Qui était vraiment le roi Léodagan ?

par Michel Lebarillec
mercredi 7 février 2024

Voici le portrait d'un autre personnage des romans arthuriens, extrait de la liste publiée dans mon livre Le roi et le graal :

- PARILLE  

- TITUREL  

- FRIMUTEL  

- AMFORTAS  

- ARTHUR  

- UTHER PENDRAGON  

- YGERNE  
 - MORGANE  

- LEODAGAN  

- PERCEVAL  

- LANCELOT  

- VIVIANE, LA DAME DU LAC  

- MERLIN  

- LE PERE BLAISE  

A noter que pour ceux qui sont intéressés par une biographie plus détaillée du roi Théodoric le grand, je les renvoie à l'ouvrage "Ravenne, Capitale de l'Empire, creuset de l'Europe" de Judith HERRIN aux éditions passé/composés.

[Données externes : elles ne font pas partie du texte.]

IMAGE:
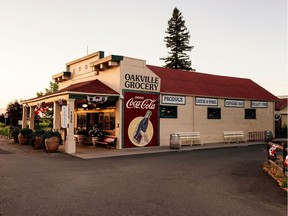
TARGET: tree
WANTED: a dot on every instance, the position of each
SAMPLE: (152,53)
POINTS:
(14,110)
(52,88)
(177,40)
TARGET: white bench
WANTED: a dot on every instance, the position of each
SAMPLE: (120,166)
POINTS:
(189,138)
(233,136)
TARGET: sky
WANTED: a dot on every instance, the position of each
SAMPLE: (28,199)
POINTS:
(240,38)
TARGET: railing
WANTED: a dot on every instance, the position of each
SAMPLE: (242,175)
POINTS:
(256,136)
(277,155)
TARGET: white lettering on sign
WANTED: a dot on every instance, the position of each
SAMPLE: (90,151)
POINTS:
(141,82)
(172,99)
(64,119)
(141,104)
(259,104)
(234,103)
(206,101)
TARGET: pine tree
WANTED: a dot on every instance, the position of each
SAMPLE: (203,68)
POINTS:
(177,40)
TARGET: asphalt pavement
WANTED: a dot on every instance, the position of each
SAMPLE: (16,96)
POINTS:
(204,181)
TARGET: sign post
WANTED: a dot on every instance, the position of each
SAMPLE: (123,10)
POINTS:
(6,115)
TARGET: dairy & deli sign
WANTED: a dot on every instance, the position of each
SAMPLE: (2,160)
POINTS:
(141,82)
(200,101)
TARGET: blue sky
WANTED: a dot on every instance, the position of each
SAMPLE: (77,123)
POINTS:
(246,38)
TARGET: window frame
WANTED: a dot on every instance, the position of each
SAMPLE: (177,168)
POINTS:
(253,116)
(175,115)
(210,109)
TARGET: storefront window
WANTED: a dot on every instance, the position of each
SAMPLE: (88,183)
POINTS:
(214,113)
(250,113)
(168,112)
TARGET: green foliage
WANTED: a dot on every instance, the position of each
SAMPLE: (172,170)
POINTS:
(177,40)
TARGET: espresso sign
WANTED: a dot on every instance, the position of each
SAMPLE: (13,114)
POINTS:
(141,82)
(140,119)
(64,116)
(172,99)
(259,104)
(206,101)
(234,103)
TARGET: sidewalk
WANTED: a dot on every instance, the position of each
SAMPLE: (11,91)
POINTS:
(90,152)
(104,152)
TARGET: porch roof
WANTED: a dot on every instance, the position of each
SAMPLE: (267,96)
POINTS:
(89,87)
(92,87)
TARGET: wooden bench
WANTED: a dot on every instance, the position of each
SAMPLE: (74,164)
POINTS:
(189,138)
(233,136)
(107,140)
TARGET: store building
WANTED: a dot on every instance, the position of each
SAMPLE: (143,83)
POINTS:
(142,104)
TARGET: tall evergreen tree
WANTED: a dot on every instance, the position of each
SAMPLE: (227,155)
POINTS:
(177,40)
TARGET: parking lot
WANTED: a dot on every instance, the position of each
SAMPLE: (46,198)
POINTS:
(220,181)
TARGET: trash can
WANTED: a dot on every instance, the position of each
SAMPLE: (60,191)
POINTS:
(268,136)
(174,141)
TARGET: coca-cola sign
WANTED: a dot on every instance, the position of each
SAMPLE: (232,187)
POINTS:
(140,119)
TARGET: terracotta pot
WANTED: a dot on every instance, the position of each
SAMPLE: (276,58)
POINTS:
(52,144)
(81,139)
(94,140)
(23,140)
(38,142)
(16,140)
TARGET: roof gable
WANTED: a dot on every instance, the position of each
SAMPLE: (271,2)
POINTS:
(281,104)
(89,87)
(201,84)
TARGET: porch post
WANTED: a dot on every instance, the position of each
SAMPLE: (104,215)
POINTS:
(57,116)
(70,144)
(24,117)
(32,118)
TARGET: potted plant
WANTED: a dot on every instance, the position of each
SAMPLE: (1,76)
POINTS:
(52,140)
(15,133)
(81,136)
(96,134)
(37,138)
(24,136)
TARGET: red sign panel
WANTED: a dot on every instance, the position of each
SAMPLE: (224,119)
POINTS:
(141,119)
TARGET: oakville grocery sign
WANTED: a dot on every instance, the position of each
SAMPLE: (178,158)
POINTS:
(173,99)
(141,82)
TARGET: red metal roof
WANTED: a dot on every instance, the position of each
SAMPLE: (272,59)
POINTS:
(201,84)
(281,104)
(91,87)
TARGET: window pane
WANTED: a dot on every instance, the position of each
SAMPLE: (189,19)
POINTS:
(250,113)
(214,113)
(168,111)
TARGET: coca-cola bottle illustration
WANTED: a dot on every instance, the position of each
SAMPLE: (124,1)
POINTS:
(142,127)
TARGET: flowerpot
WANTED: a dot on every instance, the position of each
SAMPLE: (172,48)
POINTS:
(23,140)
(94,140)
(52,144)
(16,140)
(81,139)
(38,142)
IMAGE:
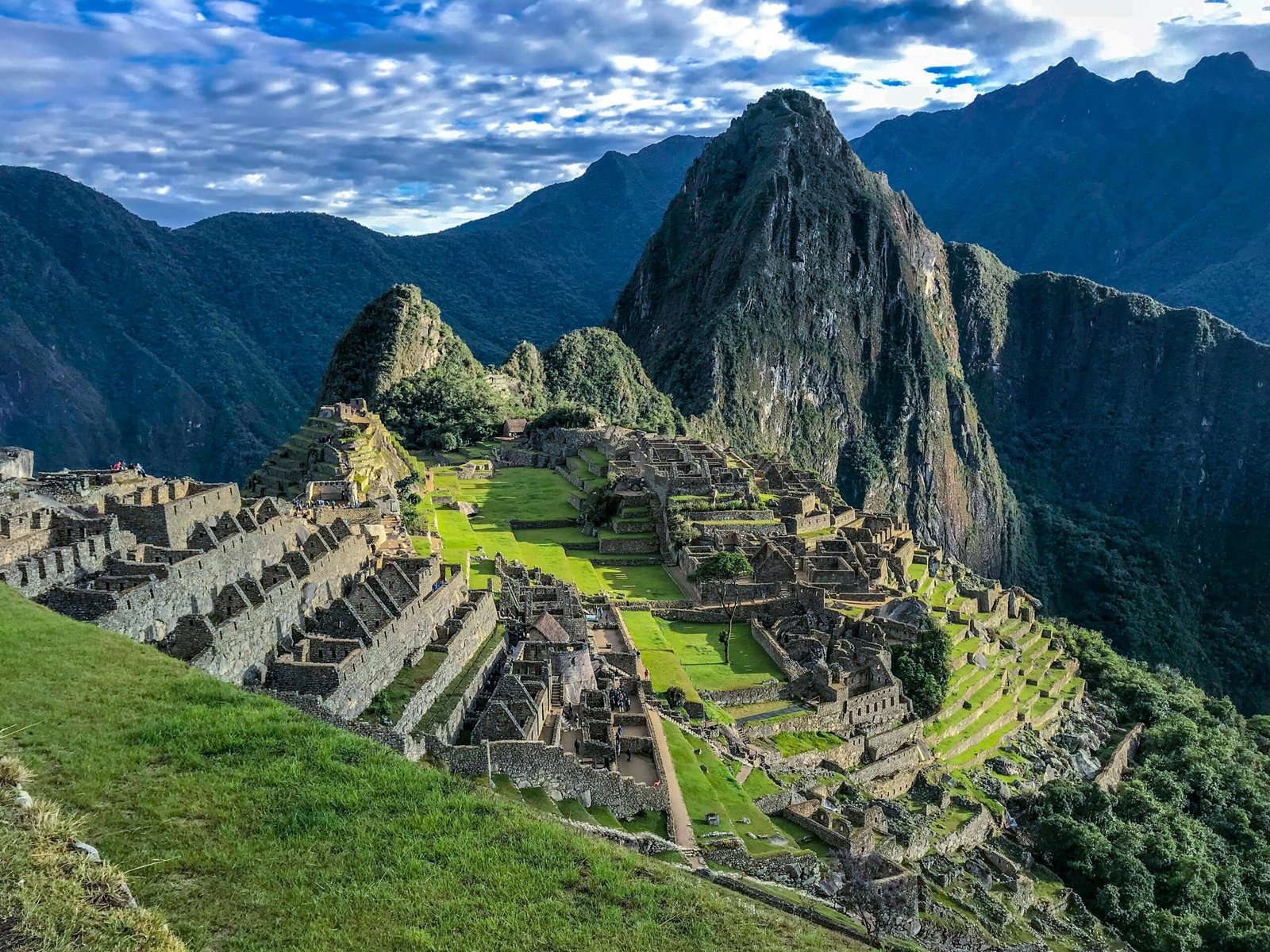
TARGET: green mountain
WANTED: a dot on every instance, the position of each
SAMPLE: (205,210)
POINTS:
(1137,438)
(198,349)
(793,304)
(1099,448)
(414,370)
(1142,184)
(596,368)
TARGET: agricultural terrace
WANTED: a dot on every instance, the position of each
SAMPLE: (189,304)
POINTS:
(999,685)
(533,495)
(295,835)
(715,790)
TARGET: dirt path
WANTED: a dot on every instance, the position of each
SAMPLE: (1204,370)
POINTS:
(683,835)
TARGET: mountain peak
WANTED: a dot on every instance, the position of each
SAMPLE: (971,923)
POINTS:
(787,103)
(1222,67)
(395,336)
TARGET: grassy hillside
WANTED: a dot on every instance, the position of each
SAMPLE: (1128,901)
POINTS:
(253,827)
(197,349)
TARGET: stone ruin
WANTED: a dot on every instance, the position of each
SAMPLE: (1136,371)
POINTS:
(254,592)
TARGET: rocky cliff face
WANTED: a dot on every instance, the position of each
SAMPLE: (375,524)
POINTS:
(791,302)
(1138,438)
(397,336)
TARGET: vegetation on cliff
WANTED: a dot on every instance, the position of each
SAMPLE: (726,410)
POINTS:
(793,304)
(397,336)
(1142,184)
(594,367)
(1176,856)
(1136,440)
(198,349)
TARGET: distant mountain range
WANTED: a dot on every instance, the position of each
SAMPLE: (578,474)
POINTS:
(1100,448)
(198,349)
(1141,184)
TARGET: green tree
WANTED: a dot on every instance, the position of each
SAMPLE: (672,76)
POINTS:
(725,570)
(924,670)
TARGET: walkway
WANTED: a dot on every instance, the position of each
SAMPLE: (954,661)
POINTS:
(679,816)
(770,715)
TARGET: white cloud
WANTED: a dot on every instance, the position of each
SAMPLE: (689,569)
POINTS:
(419,118)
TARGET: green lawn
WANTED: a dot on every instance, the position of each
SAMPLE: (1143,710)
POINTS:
(253,827)
(717,791)
(698,653)
(530,494)
(406,685)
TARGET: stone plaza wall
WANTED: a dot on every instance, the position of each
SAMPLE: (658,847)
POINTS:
(442,734)
(476,626)
(756,695)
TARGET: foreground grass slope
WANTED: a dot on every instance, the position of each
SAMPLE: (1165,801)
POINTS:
(52,895)
(253,827)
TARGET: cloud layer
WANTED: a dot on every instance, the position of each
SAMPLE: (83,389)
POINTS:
(418,116)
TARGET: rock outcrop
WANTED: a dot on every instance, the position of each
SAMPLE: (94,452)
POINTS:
(793,304)
(1137,437)
(595,367)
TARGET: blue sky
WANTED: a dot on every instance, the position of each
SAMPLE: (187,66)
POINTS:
(421,114)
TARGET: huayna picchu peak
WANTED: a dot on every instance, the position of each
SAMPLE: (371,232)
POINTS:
(846,588)
(793,304)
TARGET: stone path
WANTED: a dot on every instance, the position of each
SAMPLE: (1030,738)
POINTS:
(768,715)
(683,835)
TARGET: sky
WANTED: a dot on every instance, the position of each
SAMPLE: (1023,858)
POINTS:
(417,116)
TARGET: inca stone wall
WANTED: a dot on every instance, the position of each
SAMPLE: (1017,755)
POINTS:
(181,585)
(165,514)
(252,617)
(376,666)
(556,771)
(474,628)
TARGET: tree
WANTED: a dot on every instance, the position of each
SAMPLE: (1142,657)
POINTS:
(725,569)
(924,670)
(880,912)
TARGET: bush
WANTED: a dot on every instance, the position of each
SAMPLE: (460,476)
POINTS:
(925,670)
(567,416)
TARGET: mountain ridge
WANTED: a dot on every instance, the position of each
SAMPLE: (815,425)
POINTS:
(1138,183)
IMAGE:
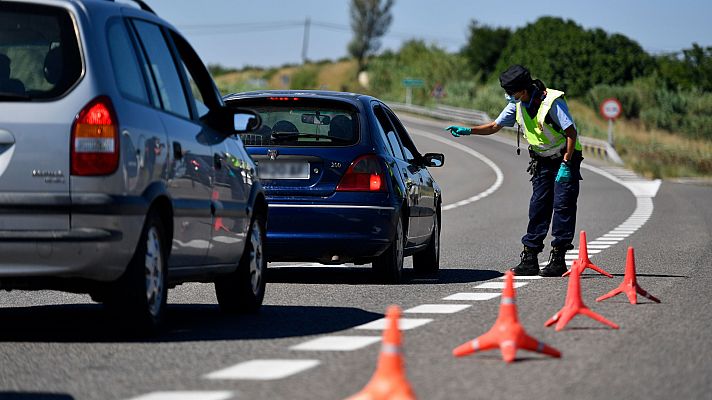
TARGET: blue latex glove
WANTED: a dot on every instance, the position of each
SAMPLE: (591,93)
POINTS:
(457,131)
(564,174)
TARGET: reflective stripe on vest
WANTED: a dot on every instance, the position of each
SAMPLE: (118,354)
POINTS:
(543,138)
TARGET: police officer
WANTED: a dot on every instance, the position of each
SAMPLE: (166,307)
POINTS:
(555,160)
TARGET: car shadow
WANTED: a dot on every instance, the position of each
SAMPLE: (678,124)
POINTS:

Léodagan, connu également sous le nom de Léo de Grand ou de Grance, est le père de la reine Guenièvre et donc le beau-père d’Arthur. Il est roi de Carmélide dont la capitale semble être une ville nommée Carohaise ou Carahes. Arthur l’aurait aidé dans sa lutte face à Claudas de la terre déserte. D’après certaines versions de la légende, il aurait été le dépositaire de la table ronde à la mort d’Uther Pendragon et l’aurait offert à Arthur comme dot pour le mariage de sa fille.

Historiquement, il ne peut donc s’agir que de Théodoric le Grand, le beau-père d’Alaric II, le roi des Ostrogoths en Italie qu’il ne faut confondre ni avec Théodoric Ier, ni avec son fils Théodoric II qui étaient tous les deux des rois wisigoths.

Une fois constaté que le suffixe RIC signifie chef puissant et donc que Théodoric le grand peut se comprendre comme le roi Théo le grand, il devient difficile de ne pas faire le rapprochement avec le nom du personnage Léo de Grand.

En tous cas, le rôle de Léodagan dans la légende arthurienne n’est pas à la hauteur de celui de Théodoric dans l’Histoire car celui-ci comptait parmi les grands personnages de l’époque. Voilà ce qu’en dit l’historien byzantin Procope de Césarée :

Il commanda seul sur les Italiens et sur les Goths avec une puissance absolue. Il ne prit néanmoins ni le nom, ni l'habit d'empereur des Romains ; il se contenta de la qualité de roi qui est celle que portent les capitaines des Barbares. Il faut pourtant avouer qu'il a gouverné ses sujets avec toutes les vertus qui sont dignes d'un grand empereur. Il a maintenu la justice, il a établi de bonnes lois, il a défendu son pays de l'invasion de ses voisins, et a donné toutes les preuves d'une prudence et d'une valeur extraordinaire. Il n'a fait aucune injustice à ses sujets ni permis que l'on leur en fît, si ce n'est qu'il a souffert que les Goths aient partagé entre eux les terres, qui avaient été distribuées par Odoacre à ceux qui suivaient son parti. Enfin, quoique Théodoric n'eût que le titre de roi, il ne laissa pas d'arriver à la gloire des plus illustres empereurs qui aient jamais monté sur le trône des Césars. Il fut également chéri par les Goths et par les Italiens, ce qui n'arrive pas d'ordinaire parmi les hommes, qui ont coutume de n'approuver dans le gouvernement de l'État que ce qui est conforme à leurs intérêts, et qui condamnent tout ce qui y est contraire. Après avoir régné trente-sept ans, et s'être rendu formidable à ses ennemis, il mourut de cette manière.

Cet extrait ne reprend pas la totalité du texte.